We have a new head pastor at our church! Pastor Keith Strasburger and his wife Kristine joined our church family a little over a week ago. Keith and Kristine are known for their hearts for Jesus and a deep devotion to building relationships as they work to mentor disciples. They hale from Real Life Ministries in Idaho and, in a time span of less than two weeks, Nebraska has welcomed them with zero degrees, 70 and sunny, and most recently snow and ice. Perhaps it’s March on the prairie??!!
On his first Sunday preaching, Keith shared with us that we are not called to go to church, we are called to be the church. God created each one of us with a desire to be loved, valued, listened to, and to live with meaningful purpose. In order for this to happen, we must be the church as we live in love as described in the above scripture verses. I think it is very powerful to see how the Old Testament provides the foundation for what we are able to live out through Jesus’ teaching, discipleship, and sacrifice for us. The two commandments that create the basis for how we are asked to live as Christians can be traced back to the five books of Moses. God asked us to love Him, and to love each other.
God asked us to do it, and then Jesus came to show us how to get it done.
It’s hard to love genuinely. Genuine love requires a risk, a vulnerability, and an openness to others that takes courage. When we love as Jesus loves, we give others the power to hurt us. But, we also give them the power of Jesus. Spend a few minutes looking at how God defines love in 1 Corinthians 13. Then ask yourself some questions:
- Am I truly kind?
- Do I have an unending supply of patience with those that God brings into my life?
- Do I think of others more than I think of myself?
- Do I hold grudges?
- Do I celebrate others?
- Do I love the values that God loves?
- Do I love regardless of circumstance?
- Do I love with a hope that inspires belief?
I’d like to think that I do these things well, but the truth is that sometimes they are simply a goal that I fall short of. The better I walk with Jesus, the more that I find the courage and freedom to live this way. But, it challenges me daily. Proverbs 4:23 tells me to “Guard my heart above all else, for it determines the course of my life.” I don’t think that this means to guard my heart against others, rather, I think that God is asking me to do something very different.
God is asking me to anchor my heart to Him and to allow it to be broken, so that His love — the love that is described in 1 Corinthians — can determine the course of my life.

A few years ago, I started to pray asking God to allow me to see the world through the eyes of Jesus.

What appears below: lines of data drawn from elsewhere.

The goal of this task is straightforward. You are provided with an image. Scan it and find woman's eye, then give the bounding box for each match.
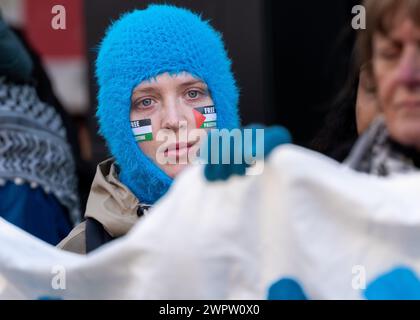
[187,90,200,99]
[135,98,153,109]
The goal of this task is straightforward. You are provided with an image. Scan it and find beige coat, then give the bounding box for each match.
[57,159,144,254]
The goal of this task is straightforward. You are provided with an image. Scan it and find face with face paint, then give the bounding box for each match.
[130,73,216,178]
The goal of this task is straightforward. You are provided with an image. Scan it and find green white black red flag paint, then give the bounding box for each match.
[130,119,153,142]
[193,106,217,128]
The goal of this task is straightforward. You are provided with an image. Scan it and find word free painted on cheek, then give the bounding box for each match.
[193,106,217,128]
[130,119,153,142]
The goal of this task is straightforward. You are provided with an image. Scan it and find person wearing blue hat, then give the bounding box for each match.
[58,5,240,254]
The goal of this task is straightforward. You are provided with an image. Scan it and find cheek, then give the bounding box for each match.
[374,63,397,111]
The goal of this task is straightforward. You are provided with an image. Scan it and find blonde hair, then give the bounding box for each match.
[356,0,420,75]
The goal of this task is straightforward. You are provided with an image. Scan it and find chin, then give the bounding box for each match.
[162,164,188,178]
[390,121,420,150]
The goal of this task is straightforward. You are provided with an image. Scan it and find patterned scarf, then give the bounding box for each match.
[344,116,419,176]
[0,77,80,222]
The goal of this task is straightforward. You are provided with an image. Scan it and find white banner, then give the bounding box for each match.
[0,146,420,299]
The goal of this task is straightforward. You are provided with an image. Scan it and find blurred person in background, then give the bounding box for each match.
[346,0,420,176]
[0,11,80,244]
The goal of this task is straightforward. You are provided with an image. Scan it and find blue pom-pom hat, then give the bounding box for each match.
[96,5,239,204]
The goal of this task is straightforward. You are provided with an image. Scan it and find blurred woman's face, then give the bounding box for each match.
[356,69,379,134]
[373,14,420,150]
[130,73,213,177]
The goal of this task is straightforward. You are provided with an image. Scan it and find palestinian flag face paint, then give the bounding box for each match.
[193,106,217,128]
[130,119,153,142]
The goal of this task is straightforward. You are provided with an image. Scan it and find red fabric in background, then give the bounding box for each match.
[24,0,85,58]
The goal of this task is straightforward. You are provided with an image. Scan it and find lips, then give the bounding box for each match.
[164,141,197,158]
[397,100,420,109]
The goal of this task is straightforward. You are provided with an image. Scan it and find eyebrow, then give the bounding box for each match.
[133,80,207,95]
[181,80,207,88]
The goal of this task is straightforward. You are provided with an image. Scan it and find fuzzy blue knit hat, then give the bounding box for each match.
[96,5,239,204]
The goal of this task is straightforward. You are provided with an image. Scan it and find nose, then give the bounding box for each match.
[162,101,186,131]
[397,47,420,89]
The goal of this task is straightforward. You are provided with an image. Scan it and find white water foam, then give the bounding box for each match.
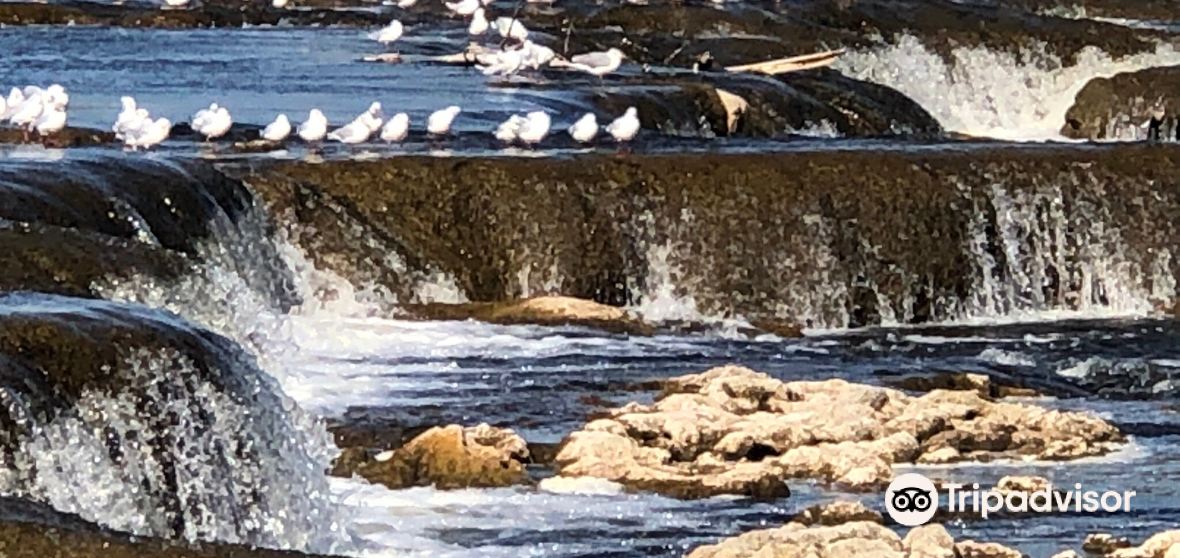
[835,34,1180,140]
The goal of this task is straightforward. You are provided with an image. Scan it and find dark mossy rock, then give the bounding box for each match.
[1061,66,1180,139]
[0,498,337,558]
[241,144,1180,327]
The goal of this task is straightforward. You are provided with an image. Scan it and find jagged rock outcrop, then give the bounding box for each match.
[556,366,1123,498]
[333,425,529,488]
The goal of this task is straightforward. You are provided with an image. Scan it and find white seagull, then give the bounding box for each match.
[467,8,487,37]
[9,93,45,131]
[492,114,527,144]
[569,112,598,144]
[0,87,25,122]
[446,0,479,17]
[426,105,463,136]
[328,120,373,144]
[297,109,328,143]
[262,114,291,142]
[607,106,640,142]
[381,112,409,142]
[123,118,172,151]
[492,18,529,41]
[563,48,627,78]
[517,111,552,145]
[369,20,406,45]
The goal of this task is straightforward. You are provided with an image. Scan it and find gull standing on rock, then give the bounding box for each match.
[467,8,487,37]
[569,112,598,144]
[607,106,640,142]
[328,120,373,144]
[492,114,526,144]
[381,112,409,142]
[517,111,552,145]
[297,109,328,143]
[369,20,406,45]
[426,105,463,136]
[262,114,291,143]
[562,48,627,78]
[492,18,529,41]
[446,0,479,18]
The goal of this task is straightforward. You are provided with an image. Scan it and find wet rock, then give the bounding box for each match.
[402,296,654,334]
[1082,533,1130,554]
[556,366,1123,498]
[955,540,1024,558]
[1061,66,1180,139]
[791,500,883,527]
[688,521,1021,558]
[902,524,958,558]
[996,475,1053,493]
[340,425,529,490]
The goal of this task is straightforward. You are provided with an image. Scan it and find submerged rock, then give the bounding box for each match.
[688,521,1021,558]
[401,296,654,334]
[556,366,1123,498]
[333,425,529,490]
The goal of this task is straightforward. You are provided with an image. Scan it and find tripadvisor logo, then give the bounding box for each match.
[885,473,1136,527]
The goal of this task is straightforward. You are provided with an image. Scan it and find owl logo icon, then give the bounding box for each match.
[885,473,938,527]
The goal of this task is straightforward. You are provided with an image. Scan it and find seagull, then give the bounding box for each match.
[569,112,598,144]
[517,111,552,145]
[607,106,640,142]
[123,118,172,151]
[262,114,291,143]
[446,0,479,17]
[369,20,405,45]
[520,40,557,70]
[9,93,45,130]
[33,106,66,136]
[563,48,627,78]
[381,112,409,142]
[0,87,25,122]
[492,18,529,41]
[479,51,524,76]
[493,114,527,144]
[354,101,385,133]
[328,120,373,144]
[297,109,328,143]
[467,8,487,37]
[192,106,234,142]
[426,105,463,136]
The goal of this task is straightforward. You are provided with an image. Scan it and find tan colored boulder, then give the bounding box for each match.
[902,524,955,558]
[791,500,881,527]
[346,425,529,488]
[556,366,1123,498]
[996,475,1053,493]
[955,540,1024,558]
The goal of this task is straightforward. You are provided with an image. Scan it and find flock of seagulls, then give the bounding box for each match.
[97,93,640,151]
[0,0,640,150]
[0,84,70,138]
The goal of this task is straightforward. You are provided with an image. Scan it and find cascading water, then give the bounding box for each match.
[835,34,1180,140]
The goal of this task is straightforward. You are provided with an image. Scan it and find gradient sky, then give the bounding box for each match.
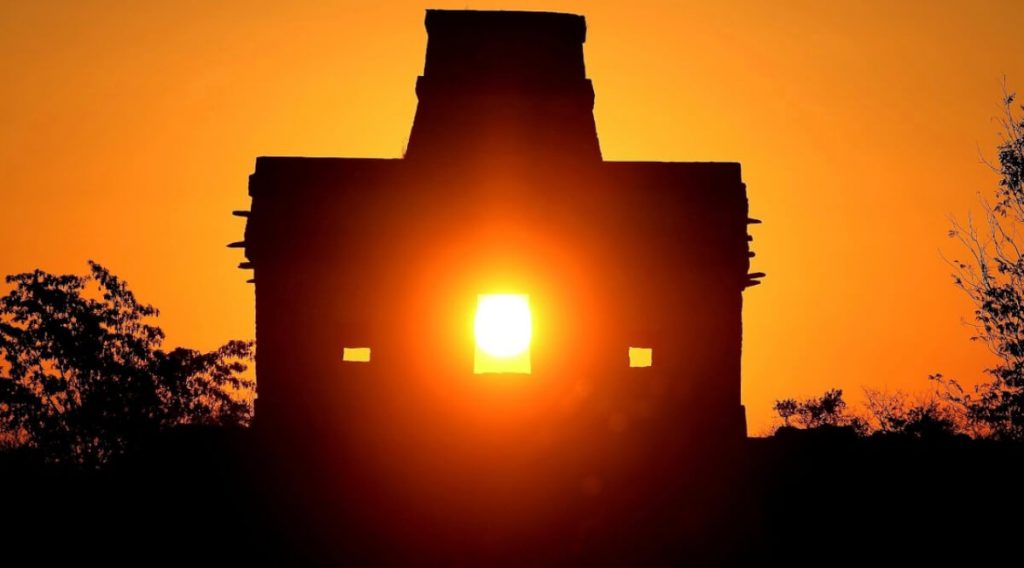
[0,0,1024,434]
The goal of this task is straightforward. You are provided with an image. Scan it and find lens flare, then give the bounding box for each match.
[473,294,532,357]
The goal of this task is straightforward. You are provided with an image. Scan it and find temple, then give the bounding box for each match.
[237,10,761,560]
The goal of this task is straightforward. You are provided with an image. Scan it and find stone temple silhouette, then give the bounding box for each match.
[237,10,761,556]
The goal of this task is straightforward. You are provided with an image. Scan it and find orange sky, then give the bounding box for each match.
[0,0,1024,434]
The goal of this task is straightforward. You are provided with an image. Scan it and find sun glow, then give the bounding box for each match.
[473,294,532,374]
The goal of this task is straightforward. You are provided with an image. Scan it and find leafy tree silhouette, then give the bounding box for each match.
[946,84,1024,440]
[773,389,866,433]
[0,261,255,465]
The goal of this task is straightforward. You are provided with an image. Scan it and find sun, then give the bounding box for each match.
[473,294,532,358]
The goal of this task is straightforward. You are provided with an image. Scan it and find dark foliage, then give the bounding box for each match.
[774,389,865,431]
[946,86,1024,440]
[0,261,254,465]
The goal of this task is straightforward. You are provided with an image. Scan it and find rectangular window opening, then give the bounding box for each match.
[630,347,654,367]
[341,347,370,363]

I’m not sure that when I started praying this prayer that I really understood what I was asking. But, God kept putting it on my heart so I kept praying it. As God answered this prayer, he has allowed me to see parts and pieces of this world through a very different lens. Seeing these things breaks my heart, and it changes my life. It makes me cry, but more importantly it gives me the freedom to find a deep and meaningful purpose as I try to love as Christ loves.
So thankful to hear you have a new pastor! Thank you for your words as well. We serve a faithful God in so many areas.